I looked at her eyes. They were yearning. I assumed mine were sending a similar warm message. I had a strong sense of her closeness and my stirrings were intensifying. We both looked around to be sure we were still alone. I inched closer to her, touching hips. She nudged into me. I looked once more before my hand hugged around her narrow waist and trailed down over her softly curving hip. "Mmmmm, I'll never forget your softness ... and that wonderful way we said goodnight."
She looked around as well before turning slightly toward me - pressing her tummy into my hip. My hand cupped her lovely bottom cheeks and held her close to help her snuggle for a moment. She looked at me with adoring eyes, sent me little kisses and brushed her hand over my growing erection. Her fingers traced its length and squeezed the head. She whispered, "Oohh, Alex, you get so stiff ... so fast. And I get wet and ready for you ... so fast."

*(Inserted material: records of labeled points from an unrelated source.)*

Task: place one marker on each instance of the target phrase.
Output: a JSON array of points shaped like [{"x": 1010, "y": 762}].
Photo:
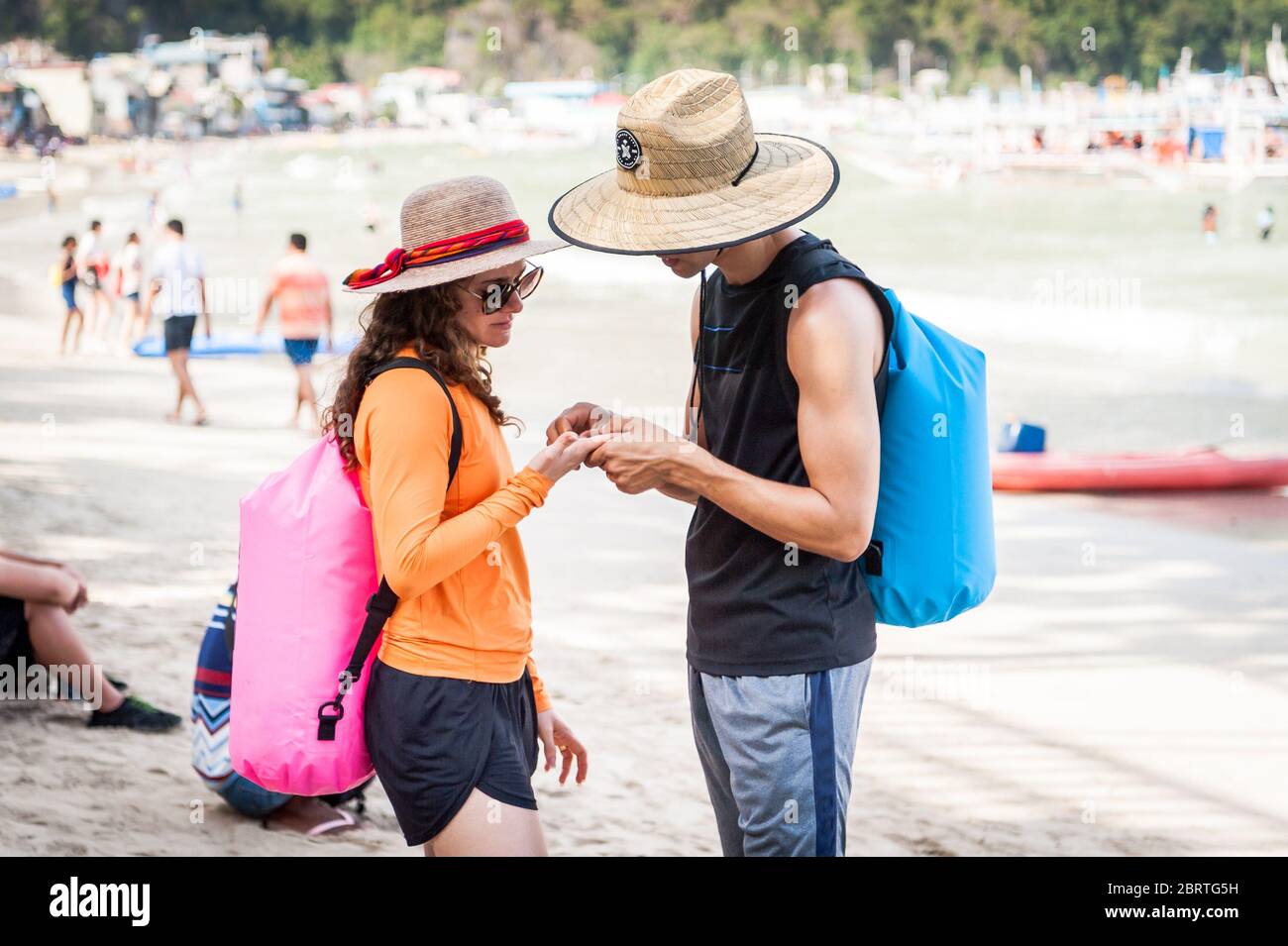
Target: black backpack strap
[{"x": 381, "y": 605}]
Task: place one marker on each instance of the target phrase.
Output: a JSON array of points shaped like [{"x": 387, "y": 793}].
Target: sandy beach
[{"x": 1124, "y": 691}]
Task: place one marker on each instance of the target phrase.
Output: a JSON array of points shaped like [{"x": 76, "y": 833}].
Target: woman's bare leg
[
  {"x": 54, "y": 643},
  {"x": 487, "y": 828}
]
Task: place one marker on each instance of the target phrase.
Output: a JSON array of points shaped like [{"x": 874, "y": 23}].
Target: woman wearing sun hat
[
  {"x": 790, "y": 345},
  {"x": 455, "y": 706}
]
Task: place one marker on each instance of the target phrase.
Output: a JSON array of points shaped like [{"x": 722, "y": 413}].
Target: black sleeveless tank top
[{"x": 756, "y": 607}]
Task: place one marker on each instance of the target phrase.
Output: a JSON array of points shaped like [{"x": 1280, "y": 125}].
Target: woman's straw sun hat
[
  {"x": 451, "y": 231},
  {"x": 692, "y": 174}
]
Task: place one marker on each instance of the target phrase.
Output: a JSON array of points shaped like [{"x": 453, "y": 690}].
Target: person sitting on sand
[
  {"x": 176, "y": 292},
  {"x": 67, "y": 280},
  {"x": 38, "y": 598},
  {"x": 304, "y": 309},
  {"x": 211, "y": 710},
  {"x": 782, "y": 454},
  {"x": 455, "y": 705}
]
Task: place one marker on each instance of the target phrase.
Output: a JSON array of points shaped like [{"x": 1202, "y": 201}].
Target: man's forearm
[
  {"x": 678, "y": 493},
  {"x": 782, "y": 511}
]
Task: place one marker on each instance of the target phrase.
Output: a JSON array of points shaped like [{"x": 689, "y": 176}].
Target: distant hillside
[{"x": 493, "y": 40}]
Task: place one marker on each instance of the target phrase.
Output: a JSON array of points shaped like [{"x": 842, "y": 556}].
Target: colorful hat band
[{"x": 439, "y": 252}]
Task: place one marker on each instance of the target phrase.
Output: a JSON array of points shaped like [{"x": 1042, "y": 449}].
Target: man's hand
[
  {"x": 579, "y": 418},
  {"x": 636, "y": 465},
  {"x": 632, "y": 430}
]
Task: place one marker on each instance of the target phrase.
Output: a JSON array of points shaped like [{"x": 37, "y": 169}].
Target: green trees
[{"x": 359, "y": 39}]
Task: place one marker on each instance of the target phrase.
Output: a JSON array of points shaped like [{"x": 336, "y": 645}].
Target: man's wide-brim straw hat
[
  {"x": 692, "y": 174},
  {"x": 450, "y": 231}
]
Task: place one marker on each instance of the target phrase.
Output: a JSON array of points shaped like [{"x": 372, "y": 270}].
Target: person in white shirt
[
  {"x": 1266, "y": 223},
  {"x": 176, "y": 292},
  {"x": 129, "y": 266},
  {"x": 90, "y": 267}
]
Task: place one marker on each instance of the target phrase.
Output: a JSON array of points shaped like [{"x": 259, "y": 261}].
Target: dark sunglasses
[{"x": 497, "y": 293}]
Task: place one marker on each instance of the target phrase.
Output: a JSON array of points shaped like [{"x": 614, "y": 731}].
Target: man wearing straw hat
[{"x": 782, "y": 448}]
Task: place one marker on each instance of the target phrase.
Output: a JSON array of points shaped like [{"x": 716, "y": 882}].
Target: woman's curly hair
[{"x": 424, "y": 319}]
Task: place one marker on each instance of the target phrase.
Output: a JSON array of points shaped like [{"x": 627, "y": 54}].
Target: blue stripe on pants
[
  {"x": 822, "y": 738},
  {"x": 777, "y": 755}
]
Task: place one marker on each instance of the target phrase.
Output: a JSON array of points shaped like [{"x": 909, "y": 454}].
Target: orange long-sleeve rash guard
[{"x": 452, "y": 555}]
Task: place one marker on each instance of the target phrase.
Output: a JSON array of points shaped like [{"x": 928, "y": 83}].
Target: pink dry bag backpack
[{"x": 309, "y": 611}]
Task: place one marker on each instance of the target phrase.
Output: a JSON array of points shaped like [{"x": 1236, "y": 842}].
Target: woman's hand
[
  {"x": 554, "y": 734},
  {"x": 566, "y": 454},
  {"x": 579, "y": 418}
]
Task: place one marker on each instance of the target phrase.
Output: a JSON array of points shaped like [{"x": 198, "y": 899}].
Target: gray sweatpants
[{"x": 777, "y": 753}]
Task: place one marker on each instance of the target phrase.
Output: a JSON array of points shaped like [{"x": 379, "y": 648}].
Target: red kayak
[{"x": 1090, "y": 473}]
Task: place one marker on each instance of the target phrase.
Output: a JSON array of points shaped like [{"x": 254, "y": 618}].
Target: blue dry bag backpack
[{"x": 931, "y": 555}]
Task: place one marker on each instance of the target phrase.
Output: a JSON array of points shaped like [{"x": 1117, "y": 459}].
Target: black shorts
[
  {"x": 436, "y": 739},
  {"x": 178, "y": 332},
  {"x": 14, "y": 637}
]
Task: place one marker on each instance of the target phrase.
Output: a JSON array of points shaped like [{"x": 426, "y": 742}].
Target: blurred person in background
[
  {"x": 299, "y": 286},
  {"x": 176, "y": 292}
]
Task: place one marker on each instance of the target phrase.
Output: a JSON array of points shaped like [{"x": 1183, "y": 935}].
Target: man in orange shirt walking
[{"x": 304, "y": 309}]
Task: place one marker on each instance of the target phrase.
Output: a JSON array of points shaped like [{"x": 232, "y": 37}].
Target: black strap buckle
[
  {"x": 378, "y": 606},
  {"x": 326, "y": 722},
  {"x": 872, "y": 559}
]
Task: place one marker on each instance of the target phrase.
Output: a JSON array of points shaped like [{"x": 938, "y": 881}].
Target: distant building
[{"x": 421, "y": 97}]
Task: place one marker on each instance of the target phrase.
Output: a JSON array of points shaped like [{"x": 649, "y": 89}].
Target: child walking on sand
[{"x": 67, "y": 280}]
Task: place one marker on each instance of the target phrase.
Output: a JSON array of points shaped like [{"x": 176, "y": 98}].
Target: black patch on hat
[{"x": 629, "y": 151}]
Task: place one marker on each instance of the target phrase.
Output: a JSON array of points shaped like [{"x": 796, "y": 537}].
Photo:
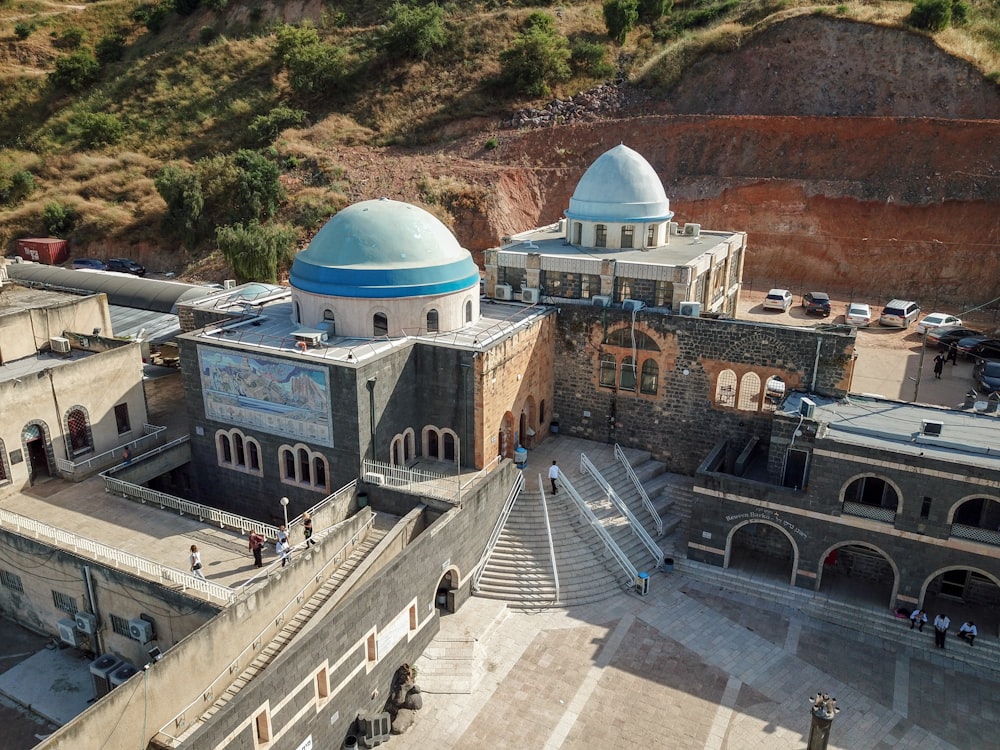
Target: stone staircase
[{"x": 520, "y": 569}]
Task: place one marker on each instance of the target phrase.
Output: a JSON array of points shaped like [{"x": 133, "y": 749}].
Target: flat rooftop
[
  {"x": 680, "y": 251},
  {"x": 270, "y": 329},
  {"x": 970, "y": 438}
]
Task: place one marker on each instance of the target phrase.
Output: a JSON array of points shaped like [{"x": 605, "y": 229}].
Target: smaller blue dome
[{"x": 383, "y": 249}]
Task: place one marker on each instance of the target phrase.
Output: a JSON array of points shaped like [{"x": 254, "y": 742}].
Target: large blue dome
[{"x": 382, "y": 249}]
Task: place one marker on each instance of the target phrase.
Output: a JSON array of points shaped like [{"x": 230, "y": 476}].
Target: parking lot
[{"x": 891, "y": 362}]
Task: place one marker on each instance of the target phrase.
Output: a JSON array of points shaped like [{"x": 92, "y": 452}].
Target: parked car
[
  {"x": 937, "y": 320},
  {"x": 817, "y": 303},
  {"x": 778, "y": 299},
  {"x": 125, "y": 265},
  {"x": 858, "y": 314},
  {"x": 947, "y": 335},
  {"x": 899, "y": 313},
  {"x": 90, "y": 264},
  {"x": 986, "y": 373}
]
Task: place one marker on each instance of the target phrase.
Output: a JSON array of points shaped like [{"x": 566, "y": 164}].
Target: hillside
[{"x": 836, "y": 143}]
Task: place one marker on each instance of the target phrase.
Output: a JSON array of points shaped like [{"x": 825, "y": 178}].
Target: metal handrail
[
  {"x": 548, "y": 531},
  {"x": 508, "y": 506},
  {"x": 96, "y": 550},
  {"x": 657, "y": 521},
  {"x": 616, "y": 552},
  {"x": 637, "y": 528},
  {"x": 275, "y": 625}
]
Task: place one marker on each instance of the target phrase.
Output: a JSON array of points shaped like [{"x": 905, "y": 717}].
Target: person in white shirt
[
  {"x": 968, "y": 631},
  {"x": 941, "y": 625}
]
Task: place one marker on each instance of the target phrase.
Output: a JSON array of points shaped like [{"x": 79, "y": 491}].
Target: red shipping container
[{"x": 44, "y": 250}]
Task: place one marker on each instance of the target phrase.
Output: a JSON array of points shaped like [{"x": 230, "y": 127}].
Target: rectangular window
[
  {"x": 11, "y": 581},
  {"x": 121, "y": 417},
  {"x": 65, "y": 602}
]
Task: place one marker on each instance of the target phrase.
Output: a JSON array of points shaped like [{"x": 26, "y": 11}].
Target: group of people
[
  {"x": 282, "y": 546},
  {"x": 968, "y": 631}
]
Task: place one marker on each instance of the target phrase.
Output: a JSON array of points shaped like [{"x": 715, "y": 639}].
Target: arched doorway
[
  {"x": 34, "y": 436},
  {"x": 859, "y": 573},
  {"x": 444, "y": 598},
  {"x": 764, "y": 549}
]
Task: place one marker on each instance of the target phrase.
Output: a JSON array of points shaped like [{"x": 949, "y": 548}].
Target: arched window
[
  {"x": 628, "y": 374},
  {"x": 725, "y": 388},
  {"x": 749, "y": 395},
  {"x": 609, "y": 370},
  {"x": 650, "y": 377},
  {"x": 79, "y": 432}
]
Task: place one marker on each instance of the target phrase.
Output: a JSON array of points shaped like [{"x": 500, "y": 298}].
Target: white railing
[
  {"x": 657, "y": 521},
  {"x": 548, "y": 533},
  {"x": 620, "y": 557},
  {"x": 505, "y": 512},
  {"x": 151, "y": 436},
  {"x": 236, "y": 665},
  {"x": 637, "y": 528},
  {"x": 115, "y": 558}
]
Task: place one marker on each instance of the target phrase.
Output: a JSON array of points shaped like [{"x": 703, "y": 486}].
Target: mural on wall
[{"x": 268, "y": 394}]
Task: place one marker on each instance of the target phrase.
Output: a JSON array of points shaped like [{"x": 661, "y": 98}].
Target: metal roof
[{"x": 121, "y": 289}]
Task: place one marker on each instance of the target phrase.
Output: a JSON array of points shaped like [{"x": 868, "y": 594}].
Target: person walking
[
  {"x": 195, "y": 560},
  {"x": 307, "y": 528},
  {"x": 938, "y": 366},
  {"x": 257, "y": 548},
  {"x": 941, "y": 625}
]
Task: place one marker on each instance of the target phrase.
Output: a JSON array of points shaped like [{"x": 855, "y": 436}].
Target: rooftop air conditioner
[
  {"x": 140, "y": 630},
  {"x": 86, "y": 623},
  {"x": 690, "y": 309},
  {"x": 68, "y": 633}
]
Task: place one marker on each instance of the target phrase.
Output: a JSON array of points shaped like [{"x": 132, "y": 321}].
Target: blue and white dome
[
  {"x": 382, "y": 249},
  {"x": 619, "y": 187}
]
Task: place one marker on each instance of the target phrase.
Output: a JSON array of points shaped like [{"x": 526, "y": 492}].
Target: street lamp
[
  {"x": 823, "y": 709},
  {"x": 284, "y": 509}
]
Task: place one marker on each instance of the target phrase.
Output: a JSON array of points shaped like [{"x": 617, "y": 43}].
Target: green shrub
[
  {"x": 930, "y": 15},
  {"x": 93, "y": 129},
  {"x": 75, "y": 71},
  {"x": 256, "y": 251},
  {"x": 58, "y": 219},
  {"x": 620, "y": 17}
]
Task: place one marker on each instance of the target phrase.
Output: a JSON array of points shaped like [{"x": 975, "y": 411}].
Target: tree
[
  {"x": 540, "y": 56},
  {"x": 255, "y": 251},
  {"x": 620, "y": 17}
]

"Dorothy, I ..." We both heard footsteps in the hall coming from the back office and moved apart. "I think I'm still out of balance here and I don't have a clue. Help!" She returned reluctantly to the supervising business and I returned reluctantly to being a teller ... sort of.
The first step was to recount my cash. While she began to count the bills she asked me to count the coin, the bulk of which was stored in rolls in a case on the floor under my counter. I knelt down and began to count.